Spring Cloud Data Flow on Kubernetes

Spring Cloud Data Flow is a powerful tool for composing and deploying message driven data pipelines. It allows us to compose simple Spring Cloud Stream applications into complex processing pipelines. It also takes care of deploying these pipelines into Kubernetes or into Cloud Foundry.

It’s powerful but has a lot of moving parts. It can be daunting to get a simple pipeline running. This article introduces the Primer demo for SCDF and describes how to deploy it into Kubernetes on a local development machine.

Choose your platform

Spring Cloud Data Flow supports three platforms out of the box:

Local is useful to get something running quickly but it’s not ready for production. In Local mode, SCDF deploys applications directly into the Skipper container. This is not scalable or resilient. One major advantage over Kubernetes though, is that you can deploy your Stream applications directly as executable jars. In Kubernetes, you must package your applications as Docker images.

It’s not much more work to run SCDF on the Kubernetes platform and I’d recommend you start with that. The official documentation is a great guide to creating a cluster and then installing SCDF and your applications using kubectl. It also has a guide if you prefer to use Helm but I’m going to stick with kubectl.

Install Minikube

If you don’t already have a k8s local cluster, Minikube is a good start. I installed it to my Ubuntu 18.04 laptop with the following:

sudo snap install kubectl --classic
kubectl version
curl -LO https://storage.googleapis.com/minikube/releases/latest/minikube_1.6.1.deb \
 && sudo dpkg -i minikube_1.6.1.deb
sudo minikube start --vm-driver=none
sudo chown -R $USER $HOME/.kube $HOME/.minikube
minikube config set memory 4096
minikube config set cpus 2
minikube config set vm-driver virtualbox
minikube delete
sudo minikube start

These lines install kubectl (line 1), and minikube (line 3).
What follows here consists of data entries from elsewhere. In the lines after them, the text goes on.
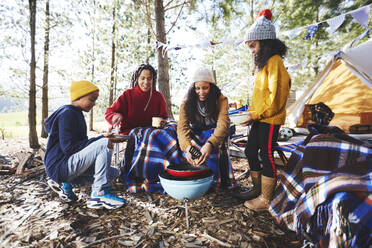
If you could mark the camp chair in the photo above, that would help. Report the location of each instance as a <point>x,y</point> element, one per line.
<point>289,148</point>
<point>234,136</point>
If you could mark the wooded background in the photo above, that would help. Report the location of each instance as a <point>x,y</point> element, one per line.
<point>46,44</point>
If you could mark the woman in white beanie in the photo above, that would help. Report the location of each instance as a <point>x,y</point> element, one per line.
<point>204,125</point>
<point>268,111</point>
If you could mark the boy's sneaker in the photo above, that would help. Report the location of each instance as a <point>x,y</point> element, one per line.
<point>63,190</point>
<point>105,198</point>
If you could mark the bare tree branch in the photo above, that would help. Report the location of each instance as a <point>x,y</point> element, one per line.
<point>176,6</point>
<point>166,5</point>
<point>145,7</point>
<point>179,13</point>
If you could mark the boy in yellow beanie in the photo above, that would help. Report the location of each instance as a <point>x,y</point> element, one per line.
<point>73,159</point>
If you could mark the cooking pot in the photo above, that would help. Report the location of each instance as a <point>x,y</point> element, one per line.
<point>182,188</point>
<point>187,170</point>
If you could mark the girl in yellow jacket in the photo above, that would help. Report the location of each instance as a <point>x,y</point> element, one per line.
<point>271,89</point>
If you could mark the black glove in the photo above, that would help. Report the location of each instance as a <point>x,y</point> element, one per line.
<point>195,153</point>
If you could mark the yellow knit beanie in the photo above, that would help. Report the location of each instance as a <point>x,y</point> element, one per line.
<point>81,88</point>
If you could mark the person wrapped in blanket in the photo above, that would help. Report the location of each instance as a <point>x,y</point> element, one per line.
<point>132,112</point>
<point>325,192</point>
<point>204,126</point>
<point>137,105</point>
<point>270,93</point>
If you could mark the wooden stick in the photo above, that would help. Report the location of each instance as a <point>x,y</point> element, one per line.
<point>205,235</point>
<point>104,240</point>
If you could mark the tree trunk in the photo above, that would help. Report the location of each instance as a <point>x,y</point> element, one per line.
<point>93,61</point>
<point>44,110</point>
<point>33,140</point>
<point>113,35</point>
<point>163,74</point>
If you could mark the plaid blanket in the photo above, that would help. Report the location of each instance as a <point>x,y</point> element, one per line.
<point>325,193</point>
<point>155,149</point>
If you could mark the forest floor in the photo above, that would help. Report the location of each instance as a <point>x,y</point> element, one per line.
<point>31,215</point>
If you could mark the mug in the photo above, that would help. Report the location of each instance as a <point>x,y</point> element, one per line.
<point>157,122</point>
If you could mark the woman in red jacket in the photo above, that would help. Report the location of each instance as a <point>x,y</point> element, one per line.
<point>137,105</point>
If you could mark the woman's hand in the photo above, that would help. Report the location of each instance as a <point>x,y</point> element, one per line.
<point>249,121</point>
<point>117,119</point>
<point>206,151</point>
<point>189,157</point>
<point>110,144</point>
<point>162,123</point>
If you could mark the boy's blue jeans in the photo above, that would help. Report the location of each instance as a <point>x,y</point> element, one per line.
<point>92,165</point>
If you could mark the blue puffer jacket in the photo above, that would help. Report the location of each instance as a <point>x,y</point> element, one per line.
<point>67,135</point>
We then start Minikube and configure it (line 5-9), then restart it for the config to take effect (line 10-11).

Run the example Spring Cloud Data Flow application

spring.io’s instructions to create the Spring Cloud Data Flow stack are excellent so I won’t repeat them here. You just need to download their k8s yaml files and run them with the kubectl command. They present some choices of how to configure your account. I chose to run Kafka (rather than RabbitMQ) and MySQL. I skipped Prometheus and Grafana – excellent tools but I just want to get going quickly and without too heavy a stack. I also skipped the Apache Kafka Streams Binder.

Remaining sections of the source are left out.